- Abbreviation: AMM
- Region: United States
- Headquarters: Seattle, Washington, U.S.
- Founder: Glen Yoshioka
- Origin: 2009
- Official website: theamm.org

= American Marriage Ministries =

Non-denominational Internet church

American Marriage Ministries is a non-denominational Internet church based in Seattle. The church was founded by Glen Yoshioka in 2009 and ordains and trains people to officiate at weddings. The church is a secular non-denominational organization that does not promote any specific religious ideologies, instead allowing its ministers to define their own practice and faith. This allows ceremonies to be tailored to the beliefs of the couple. The church ordained Canadian singer Carly Rae Jepsen in 2017. The church had operated entirely online until June 2019, when its ministers began performing in-person ordinations in response to Tennessee passing a law disallowing ministers ordained online from solemnizing weddings in the state. According to Executive Director Lewis King, by June 2017 the church has ordained more than 715,000 people in the United States, including over 13,400 active ministers in Tennessee.

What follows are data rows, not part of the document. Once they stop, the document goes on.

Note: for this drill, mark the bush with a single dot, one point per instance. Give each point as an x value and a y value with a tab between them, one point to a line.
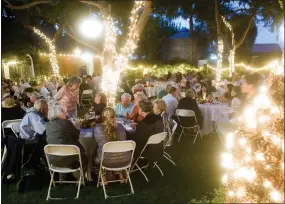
218	196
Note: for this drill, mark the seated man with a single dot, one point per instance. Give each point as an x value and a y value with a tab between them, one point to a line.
189	103
151	124
32	127
124	108
171	101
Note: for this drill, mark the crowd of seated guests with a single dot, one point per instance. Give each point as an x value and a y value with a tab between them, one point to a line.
49	125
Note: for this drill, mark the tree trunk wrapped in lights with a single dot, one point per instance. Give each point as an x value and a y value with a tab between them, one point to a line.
254	160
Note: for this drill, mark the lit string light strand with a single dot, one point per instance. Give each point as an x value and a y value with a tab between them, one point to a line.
52	54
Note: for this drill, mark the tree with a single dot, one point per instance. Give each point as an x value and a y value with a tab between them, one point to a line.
254	160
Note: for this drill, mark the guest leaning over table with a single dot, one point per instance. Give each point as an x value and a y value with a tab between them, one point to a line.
134	115
124	108
150	125
68	96
59	130
108	131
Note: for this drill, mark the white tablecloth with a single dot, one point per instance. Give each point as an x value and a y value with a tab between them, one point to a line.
150	91
210	113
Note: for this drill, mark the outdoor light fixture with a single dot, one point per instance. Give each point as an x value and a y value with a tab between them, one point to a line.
213	57
91	28
77	51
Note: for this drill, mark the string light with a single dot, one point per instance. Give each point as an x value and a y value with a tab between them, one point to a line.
219	61
257	162
7	69
232	51
114	63
52	54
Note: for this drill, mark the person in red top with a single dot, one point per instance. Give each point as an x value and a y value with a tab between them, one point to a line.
68	96
134	115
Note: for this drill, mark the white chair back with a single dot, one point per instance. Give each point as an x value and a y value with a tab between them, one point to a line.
10	124
185	113
119	154
61	150
157	138
216	94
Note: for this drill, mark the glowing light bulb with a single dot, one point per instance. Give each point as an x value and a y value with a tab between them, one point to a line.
275	196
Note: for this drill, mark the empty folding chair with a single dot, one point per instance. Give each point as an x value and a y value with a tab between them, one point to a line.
116	156
86	95
8	124
188	114
156	139
63	151
223	125
169	143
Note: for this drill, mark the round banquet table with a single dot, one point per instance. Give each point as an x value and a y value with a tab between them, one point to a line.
150	91
210	112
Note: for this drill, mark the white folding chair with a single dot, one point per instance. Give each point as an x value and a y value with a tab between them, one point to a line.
86	95
169	143
225	112
9	124
154	139
63	151
188	114
116	156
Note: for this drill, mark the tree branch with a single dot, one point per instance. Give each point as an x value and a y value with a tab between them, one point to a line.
84	43
100	5
218	19
25	6
238	44
58	32
235	12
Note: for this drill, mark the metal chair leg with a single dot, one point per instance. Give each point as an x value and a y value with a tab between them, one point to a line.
142	172
129	178
169	160
181	134
155	164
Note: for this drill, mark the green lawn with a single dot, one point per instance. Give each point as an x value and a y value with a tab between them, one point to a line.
197	173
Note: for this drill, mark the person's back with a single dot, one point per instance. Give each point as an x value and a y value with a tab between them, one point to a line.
61	132
152	124
189	103
101	138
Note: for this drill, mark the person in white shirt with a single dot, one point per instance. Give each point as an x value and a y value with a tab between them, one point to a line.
24	84
33	124
171	101
236	94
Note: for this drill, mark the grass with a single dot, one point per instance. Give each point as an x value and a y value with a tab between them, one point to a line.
197	174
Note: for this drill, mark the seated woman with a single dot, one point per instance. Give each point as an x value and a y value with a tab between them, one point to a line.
203	93
227	97
236	94
108	131
159	108
100	102
135	111
124	108
59	130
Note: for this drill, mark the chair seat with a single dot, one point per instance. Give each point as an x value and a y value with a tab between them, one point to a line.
63	169
225	127
116	169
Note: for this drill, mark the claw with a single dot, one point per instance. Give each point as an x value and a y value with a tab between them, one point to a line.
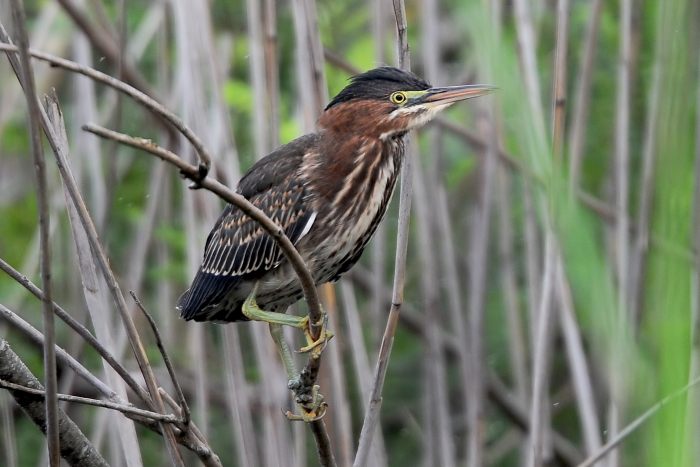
312	410
324	337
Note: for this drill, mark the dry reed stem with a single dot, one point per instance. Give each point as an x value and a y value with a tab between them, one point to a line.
237	395
229	196
138	96
439	435
182	403
372	412
125	409
26	78
576	356
75	448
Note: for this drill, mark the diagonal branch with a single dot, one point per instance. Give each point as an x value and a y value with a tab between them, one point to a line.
135	94
26	78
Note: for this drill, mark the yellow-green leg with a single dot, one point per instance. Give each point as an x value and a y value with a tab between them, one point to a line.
252	311
311	407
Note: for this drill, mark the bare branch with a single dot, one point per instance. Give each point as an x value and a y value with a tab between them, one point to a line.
75	448
138	96
126	409
632	427
191	172
184	408
26	78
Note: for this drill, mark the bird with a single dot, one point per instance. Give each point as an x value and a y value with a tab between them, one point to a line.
328	191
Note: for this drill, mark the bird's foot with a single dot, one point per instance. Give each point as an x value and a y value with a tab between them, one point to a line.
252	311
316	346
312	406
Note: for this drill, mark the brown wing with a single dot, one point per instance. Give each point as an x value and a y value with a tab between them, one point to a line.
237	246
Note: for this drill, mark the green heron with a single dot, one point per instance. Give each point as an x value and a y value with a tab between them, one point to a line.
328	190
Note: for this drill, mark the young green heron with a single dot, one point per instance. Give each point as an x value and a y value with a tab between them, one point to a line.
328	190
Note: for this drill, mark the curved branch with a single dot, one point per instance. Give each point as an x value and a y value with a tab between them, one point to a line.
138	96
191	172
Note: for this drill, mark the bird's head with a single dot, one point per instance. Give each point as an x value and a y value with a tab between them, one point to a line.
389	102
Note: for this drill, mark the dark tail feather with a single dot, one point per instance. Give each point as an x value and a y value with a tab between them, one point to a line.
207	290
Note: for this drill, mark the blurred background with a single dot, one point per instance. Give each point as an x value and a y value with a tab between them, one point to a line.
552	279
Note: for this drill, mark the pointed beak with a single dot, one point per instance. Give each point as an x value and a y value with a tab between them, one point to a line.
437	97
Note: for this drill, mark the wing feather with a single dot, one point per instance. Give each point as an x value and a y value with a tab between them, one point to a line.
237	246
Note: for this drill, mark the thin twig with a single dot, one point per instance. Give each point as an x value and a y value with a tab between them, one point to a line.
76	449
138	96
582	97
83	332
231	197
126	409
184	408
26	78
578	366
560	62
542	358
372	412
103	262
97	303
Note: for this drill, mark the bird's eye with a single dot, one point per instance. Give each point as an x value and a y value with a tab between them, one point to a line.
398	98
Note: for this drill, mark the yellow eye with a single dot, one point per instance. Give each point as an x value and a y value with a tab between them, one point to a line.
398	98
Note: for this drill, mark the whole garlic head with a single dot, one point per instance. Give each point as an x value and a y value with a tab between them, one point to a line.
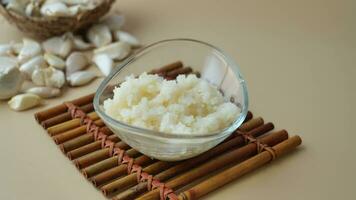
11	78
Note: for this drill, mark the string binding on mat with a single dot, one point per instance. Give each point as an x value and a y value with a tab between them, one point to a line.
260	146
123	158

The church performed mass ordinations in a number of cities in Tennessee, with the majority of attendees being those who had already been ordained online but need to update their status to comply with the new law.

== Officiant Training and State Registration ==
American Marriage Ministries offers online training tools and guidance available for free for ministers. AMM's Legal Requirements library is a database where ministers can look up state or county requirements. The organization also provides city-specific instructions on how to get ordained and perform marriage. For example, New York City is one of the stricter locations and requires wedding officiants to appear in person at the city clerk’s office to register (the city also charges a $15 fee.) Virginia is the most troublesome state, denying most ministers who get ordained online, but AMM has information on combating that on its website as well.

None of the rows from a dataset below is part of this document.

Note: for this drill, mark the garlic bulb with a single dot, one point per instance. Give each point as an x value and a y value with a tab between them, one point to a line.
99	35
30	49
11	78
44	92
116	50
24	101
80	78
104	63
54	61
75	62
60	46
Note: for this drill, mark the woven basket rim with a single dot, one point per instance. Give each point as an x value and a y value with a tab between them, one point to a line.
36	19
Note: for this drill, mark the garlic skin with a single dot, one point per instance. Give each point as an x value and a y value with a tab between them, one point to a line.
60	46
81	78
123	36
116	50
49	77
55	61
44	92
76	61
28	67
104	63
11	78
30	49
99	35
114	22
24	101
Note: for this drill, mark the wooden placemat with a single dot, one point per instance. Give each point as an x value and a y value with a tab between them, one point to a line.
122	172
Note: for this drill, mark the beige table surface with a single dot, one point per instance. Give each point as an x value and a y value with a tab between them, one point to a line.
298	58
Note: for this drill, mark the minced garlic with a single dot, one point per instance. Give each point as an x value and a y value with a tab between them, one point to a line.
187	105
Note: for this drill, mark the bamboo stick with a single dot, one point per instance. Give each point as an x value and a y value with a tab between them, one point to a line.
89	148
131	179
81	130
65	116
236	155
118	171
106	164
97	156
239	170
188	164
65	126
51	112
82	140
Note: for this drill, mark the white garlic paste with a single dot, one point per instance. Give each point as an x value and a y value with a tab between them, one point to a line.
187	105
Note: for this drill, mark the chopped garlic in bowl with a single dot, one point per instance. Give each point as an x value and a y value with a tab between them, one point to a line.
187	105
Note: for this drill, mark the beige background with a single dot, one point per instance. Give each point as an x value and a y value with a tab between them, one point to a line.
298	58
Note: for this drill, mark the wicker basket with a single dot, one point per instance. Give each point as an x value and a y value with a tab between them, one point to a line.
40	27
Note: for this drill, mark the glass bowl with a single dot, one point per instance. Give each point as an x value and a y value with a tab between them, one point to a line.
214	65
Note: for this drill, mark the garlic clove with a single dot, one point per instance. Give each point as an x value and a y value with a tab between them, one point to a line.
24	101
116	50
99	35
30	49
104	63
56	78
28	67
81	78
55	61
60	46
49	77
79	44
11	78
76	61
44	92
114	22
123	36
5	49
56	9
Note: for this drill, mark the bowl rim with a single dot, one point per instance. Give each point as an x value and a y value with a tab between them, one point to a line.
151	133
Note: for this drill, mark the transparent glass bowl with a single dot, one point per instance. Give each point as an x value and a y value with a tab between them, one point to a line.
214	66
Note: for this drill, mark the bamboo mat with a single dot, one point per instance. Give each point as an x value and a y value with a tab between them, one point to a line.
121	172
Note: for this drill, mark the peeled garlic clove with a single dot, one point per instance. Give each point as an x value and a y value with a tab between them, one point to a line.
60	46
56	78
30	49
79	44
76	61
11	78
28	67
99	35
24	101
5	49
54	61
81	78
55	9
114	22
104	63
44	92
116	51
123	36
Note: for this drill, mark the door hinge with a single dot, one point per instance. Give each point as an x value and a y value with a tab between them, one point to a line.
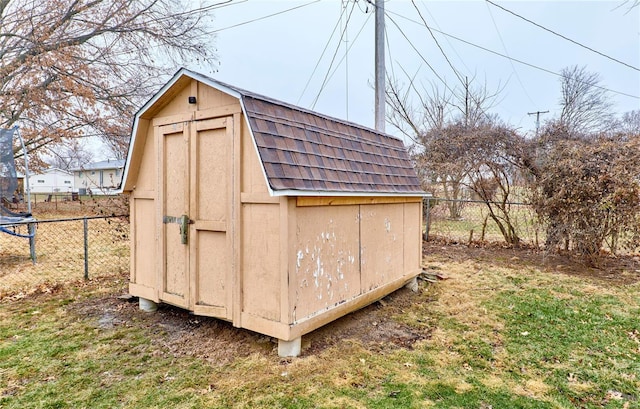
184	223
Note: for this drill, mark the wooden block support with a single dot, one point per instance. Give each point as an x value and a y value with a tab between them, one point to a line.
289	348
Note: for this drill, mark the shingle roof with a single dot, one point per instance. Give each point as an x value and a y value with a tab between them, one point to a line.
302	150
307	153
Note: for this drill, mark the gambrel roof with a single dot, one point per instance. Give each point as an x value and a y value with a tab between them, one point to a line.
307	153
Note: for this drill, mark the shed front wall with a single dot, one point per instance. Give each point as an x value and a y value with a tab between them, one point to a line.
274	265
185	166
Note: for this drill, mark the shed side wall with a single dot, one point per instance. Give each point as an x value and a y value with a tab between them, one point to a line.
144	233
260	242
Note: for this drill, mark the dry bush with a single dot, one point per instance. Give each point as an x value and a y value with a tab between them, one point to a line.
588	193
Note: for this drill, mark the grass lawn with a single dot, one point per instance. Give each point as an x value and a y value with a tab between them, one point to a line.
506	329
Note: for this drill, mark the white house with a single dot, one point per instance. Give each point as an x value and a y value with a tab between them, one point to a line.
52	180
101	178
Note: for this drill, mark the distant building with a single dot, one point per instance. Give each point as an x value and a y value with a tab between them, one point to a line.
51	181
99	178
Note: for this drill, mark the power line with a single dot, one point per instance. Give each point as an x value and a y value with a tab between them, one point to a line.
562	36
349	48
265	17
437	43
504	46
448	42
511	58
420	55
326	77
321	55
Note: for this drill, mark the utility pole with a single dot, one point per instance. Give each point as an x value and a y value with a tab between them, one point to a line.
380	68
537	114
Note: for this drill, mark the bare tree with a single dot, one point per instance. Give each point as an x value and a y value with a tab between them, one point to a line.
630	123
72	68
441	124
586	108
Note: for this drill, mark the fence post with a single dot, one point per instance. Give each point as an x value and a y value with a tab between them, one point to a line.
86	248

In 2022, AMM rolled out the Professional Wedding Officiant Certification course, an online training program that provides comprehensive training for ministers covering all aspects of officiating. The International Association of Professional Wedding Officiants (IAPWO) recognized American Marriage Ministries’ training course as the first IAPWO Accredited™ Wedding Officiant Training Program after launching its accreditation process and standards in 2021. The IAPWO Accredited™ designation is awarded to exceptional training and educational programs for professional officiants and celebrants, scoring each program's content and awarding credits toward IAPWO's Certified Professional Wedding Officiant (CPWO) credential for those who complete the program.

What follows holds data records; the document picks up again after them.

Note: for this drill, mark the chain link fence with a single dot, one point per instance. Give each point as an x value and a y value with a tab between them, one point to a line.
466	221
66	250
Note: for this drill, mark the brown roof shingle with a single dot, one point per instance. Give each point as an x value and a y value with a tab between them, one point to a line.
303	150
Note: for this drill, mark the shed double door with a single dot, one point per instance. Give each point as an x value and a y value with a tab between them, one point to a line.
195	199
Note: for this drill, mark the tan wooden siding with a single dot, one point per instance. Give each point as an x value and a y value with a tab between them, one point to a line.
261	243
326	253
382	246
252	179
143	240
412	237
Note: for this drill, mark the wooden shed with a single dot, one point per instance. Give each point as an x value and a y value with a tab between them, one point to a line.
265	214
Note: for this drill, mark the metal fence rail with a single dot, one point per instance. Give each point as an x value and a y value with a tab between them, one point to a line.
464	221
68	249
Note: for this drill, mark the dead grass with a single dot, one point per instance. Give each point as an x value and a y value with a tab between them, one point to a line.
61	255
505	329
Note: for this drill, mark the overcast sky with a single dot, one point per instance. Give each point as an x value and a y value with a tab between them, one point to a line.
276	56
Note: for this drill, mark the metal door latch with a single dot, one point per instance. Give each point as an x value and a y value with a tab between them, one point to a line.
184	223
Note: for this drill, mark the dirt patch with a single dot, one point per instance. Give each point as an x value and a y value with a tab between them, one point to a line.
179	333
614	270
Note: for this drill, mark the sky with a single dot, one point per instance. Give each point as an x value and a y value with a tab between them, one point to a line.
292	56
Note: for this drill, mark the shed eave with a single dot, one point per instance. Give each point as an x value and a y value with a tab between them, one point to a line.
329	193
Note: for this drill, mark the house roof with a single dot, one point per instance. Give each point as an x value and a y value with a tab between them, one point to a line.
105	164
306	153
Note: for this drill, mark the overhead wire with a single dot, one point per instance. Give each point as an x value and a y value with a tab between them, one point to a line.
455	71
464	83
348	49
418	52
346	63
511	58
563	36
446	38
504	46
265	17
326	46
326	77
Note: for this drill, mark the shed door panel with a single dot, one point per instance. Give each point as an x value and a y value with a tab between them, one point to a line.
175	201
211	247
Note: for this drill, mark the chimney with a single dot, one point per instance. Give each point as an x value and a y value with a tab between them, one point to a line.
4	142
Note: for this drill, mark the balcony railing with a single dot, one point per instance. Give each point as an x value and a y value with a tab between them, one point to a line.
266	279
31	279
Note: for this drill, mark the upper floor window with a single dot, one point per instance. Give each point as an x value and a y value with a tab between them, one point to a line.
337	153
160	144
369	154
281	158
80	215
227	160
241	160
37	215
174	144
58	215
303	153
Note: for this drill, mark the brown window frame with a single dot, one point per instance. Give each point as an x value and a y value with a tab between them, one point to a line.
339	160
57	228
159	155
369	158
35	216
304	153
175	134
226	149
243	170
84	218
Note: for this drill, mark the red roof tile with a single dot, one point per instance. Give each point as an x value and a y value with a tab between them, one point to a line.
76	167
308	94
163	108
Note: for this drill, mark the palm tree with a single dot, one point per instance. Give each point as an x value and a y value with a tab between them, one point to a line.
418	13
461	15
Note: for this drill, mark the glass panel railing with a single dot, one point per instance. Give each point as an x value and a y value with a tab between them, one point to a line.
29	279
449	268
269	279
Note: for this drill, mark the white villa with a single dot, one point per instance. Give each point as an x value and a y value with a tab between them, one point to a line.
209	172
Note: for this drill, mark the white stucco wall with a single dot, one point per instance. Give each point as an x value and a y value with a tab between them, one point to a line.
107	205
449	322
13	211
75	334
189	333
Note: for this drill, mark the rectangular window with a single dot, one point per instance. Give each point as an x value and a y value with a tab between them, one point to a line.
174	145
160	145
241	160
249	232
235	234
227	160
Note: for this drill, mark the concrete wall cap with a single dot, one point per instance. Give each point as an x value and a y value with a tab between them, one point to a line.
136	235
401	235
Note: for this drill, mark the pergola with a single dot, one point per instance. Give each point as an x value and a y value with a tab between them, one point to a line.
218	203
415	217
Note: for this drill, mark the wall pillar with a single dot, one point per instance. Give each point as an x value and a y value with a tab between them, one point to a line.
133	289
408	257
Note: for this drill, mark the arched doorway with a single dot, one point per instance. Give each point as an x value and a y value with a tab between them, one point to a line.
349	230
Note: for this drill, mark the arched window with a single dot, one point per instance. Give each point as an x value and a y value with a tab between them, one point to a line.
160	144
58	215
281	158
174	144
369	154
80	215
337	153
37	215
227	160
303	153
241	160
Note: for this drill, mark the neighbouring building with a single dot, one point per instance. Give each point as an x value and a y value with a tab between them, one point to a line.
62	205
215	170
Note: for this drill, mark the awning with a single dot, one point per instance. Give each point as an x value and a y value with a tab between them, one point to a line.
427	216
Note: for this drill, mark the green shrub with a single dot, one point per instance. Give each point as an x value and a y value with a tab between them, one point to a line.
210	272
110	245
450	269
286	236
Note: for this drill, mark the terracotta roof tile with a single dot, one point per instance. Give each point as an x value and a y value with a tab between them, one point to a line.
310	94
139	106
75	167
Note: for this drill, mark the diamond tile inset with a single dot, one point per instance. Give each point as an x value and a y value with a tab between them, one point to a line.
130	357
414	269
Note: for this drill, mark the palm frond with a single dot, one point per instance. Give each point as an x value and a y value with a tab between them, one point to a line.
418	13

== Charitable Activities and Advocacy ==
American Marriage Ministries is active in two major areas of civic life -- supporting charities that share its values and beliefs, and defending marriage equality in states where lawmakers attempt to restrict who may or may not perform marriage. AMM has made donations of $500 or more to over 100 Non-Profit Charities across the country. Regarding marriage equality and freedom of religion, AMM is active in New York, Virginia, North Carolina, and Tennessee.

== Partnerships And Public Practices ==
American Marriage Ministries is active in the marriage equality and environmental preservation spaces. In 2018, American Marriage Ministries and the International Association of Professional Wedding Officiants (IAPWO) agreed to work together to educate first-time wedding officiants on how to perform wedding ceremonies, and to raise public awareness about the important role that professional wedding officiants play in the special events industry. American Marriage Ministries also partners with Carbon Fund to offset its carbon footprint and promote sustainable practices, especially in the wedding industry. American Marriage Ministries is not affiliated in any way with any other online churches such as the Universal Life Church (ULC) or any brick-and-mortar churches elsewhere in the country. However, AMM founder Glen Yoshioka was a former employee of Universal Life Church Monastery.